Demonstrationen gegen den Krieg sind in Russland verboten, Verstöße werden drakonisch bestraft. Und doch gibt es Widerstand, mit teils subtilen Mitteln. Ein Überblick.

Immer wieder gehen weltweit Tausende Menschen gegen den russischen Angriffskrieg auf die Straße. In Russland sucht man solche Szenen vergebens. Demonstrationen, Störaktionen, laute Diskussionen in den Regionalparlamenten – Fehlanzeige. Offener Protest in Russland gegen den Krieg in der Ukraine findet so gut wie nicht statt.

Ein großer Teil der Bevölkerung nimmt die Geschehnisse in der Ukraine hin, Umfragen zufolge informiert sich nur etwas mehr als die Hälfte aktiv über die Entwicklungen im von Russland angegriffenen Nachbarland. Die Kriegsignoranz ist groß.
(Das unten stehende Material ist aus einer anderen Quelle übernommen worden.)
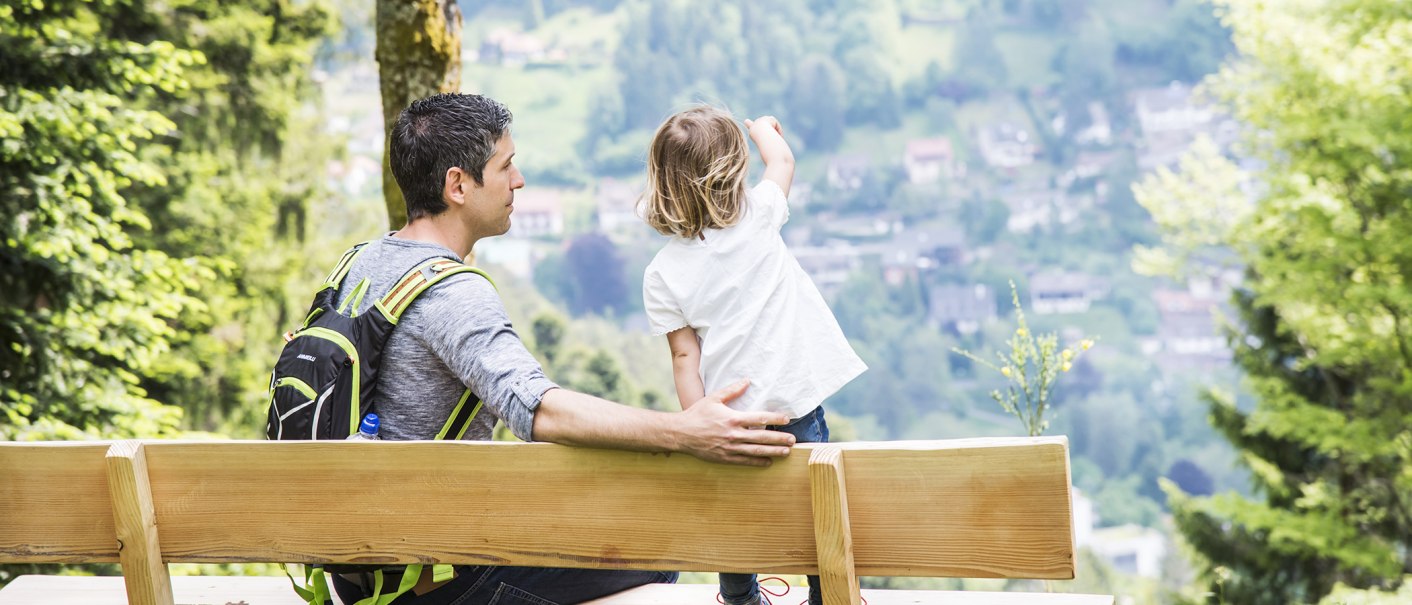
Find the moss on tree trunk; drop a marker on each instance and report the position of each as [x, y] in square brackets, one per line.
[418, 54]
Und doch begehren einige Russinnen und Russen auf – wenn auch mit subtilen Mitteln. Sie hinterlassen Botschaften an öffentlichen Orten und platzieren anonymisierte Statements in sozialen Medien. Sie bedienen sich einer kodierten Sprache, kreieren Wortspiele oder deuten landestypische Witze oder Symbole russischen Kulturguts um. Ein Überblick.

"Nein zum Karpfen"

"Njet woinje!" ("Nein zum Krieg") ist seit dem 24. Februar 2022 zu einer Antikriegslosung geworden. Diese wird nun vielfach umgedeutet, weil das Wort "Krieg" in Bezug auf den Angriff auf die Ukraine in Russland verboten ist. Es darf lediglich von "Spezialoperation" gesprochen werden. So wurde "Njet woinje" kurzerhand zu "Njet woblje". Wobla ist eine Art Karpfen und wird in Russland als getrockneter Snack zum Bier gegessen. Mit zwei getauschten russischen Buchstaben heißt der Slogan nun: "Nein zum Karpfen".
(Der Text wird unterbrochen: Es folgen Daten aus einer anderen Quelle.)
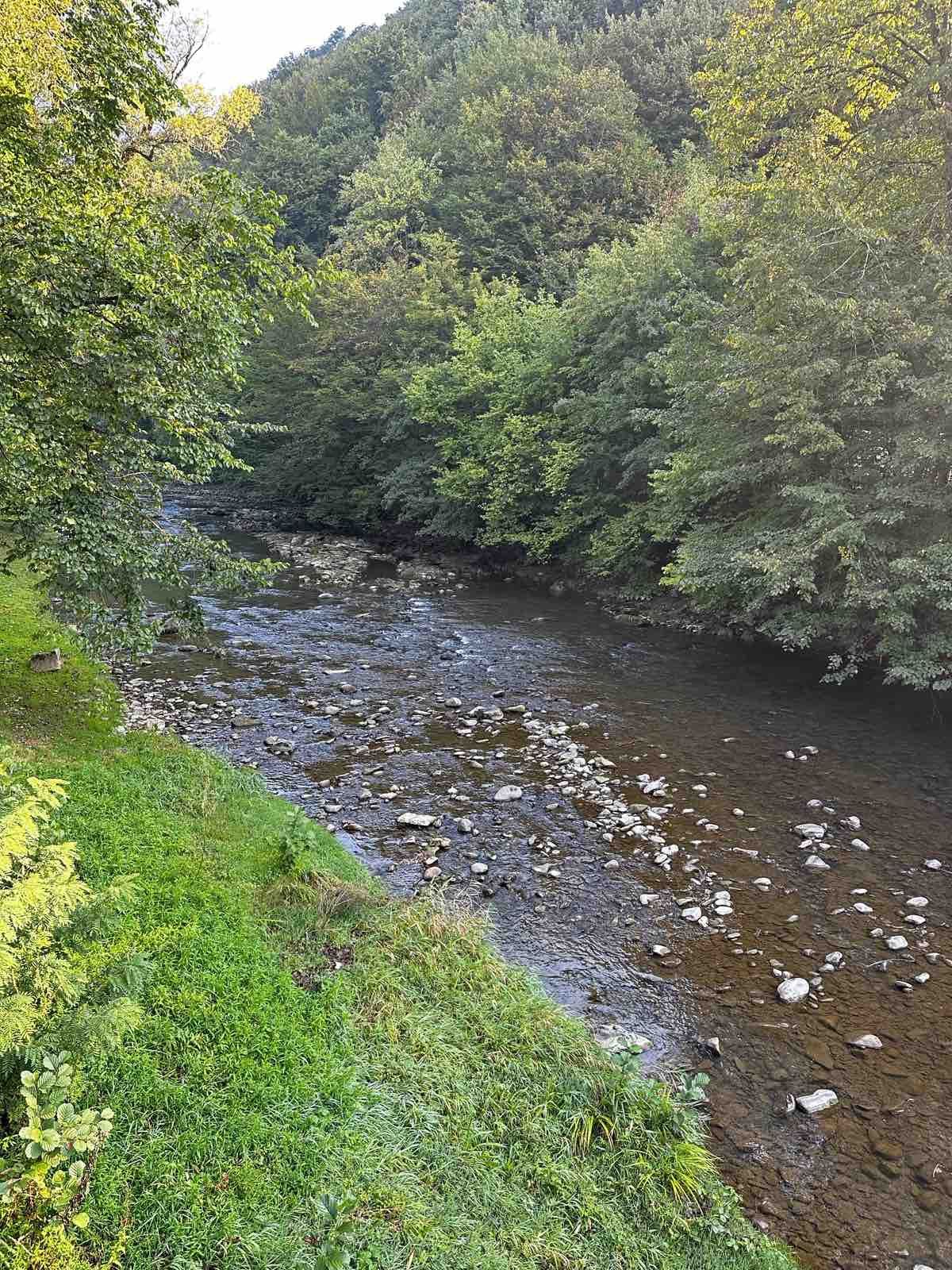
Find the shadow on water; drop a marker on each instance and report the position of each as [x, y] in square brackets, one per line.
[359, 679]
Der Fisch – mal durchgestrichen, mal als Wort ausgeschrieben – wurde schon vielerorts in Russland gesehen: zum Beispiel plakatiert an Laternen im November 2022 in St. Petersburg, an Hauswänden oder gepostet in sozialen Medien. Er ist längst zum Ausdruck der Kriegsablehnung, aber auch des Spottes gegenüber Autoritäten geworden.

Ballerinen gegen den Krieg

Um den Antikriegsslogan "Nein zum Krieg" außerdem auszudrücken, nutzen Menschen in Russland das Ballett. "Schwanensee" etwa gehört zu Russland wie Goethe zu Deutschland. Kultstatus genießt seit Jahrzehnten eine Szene aus dem Tanzstück. Bereits in der Sowjetunion, etwa als Leonid Breschnew 1982 starb, oder 1991 als die UdSSR zerfiel und in Moskau Panzer einrollten, wurde im Fernsehen das laufende Programm unterbrochen und das Ballett in Dauerschleife eingeblendet. Eine Verzögerungstaktik, die der sowjetischen Führung Zeit verschaffte, über einen Nachfolgeplan zu entscheiden.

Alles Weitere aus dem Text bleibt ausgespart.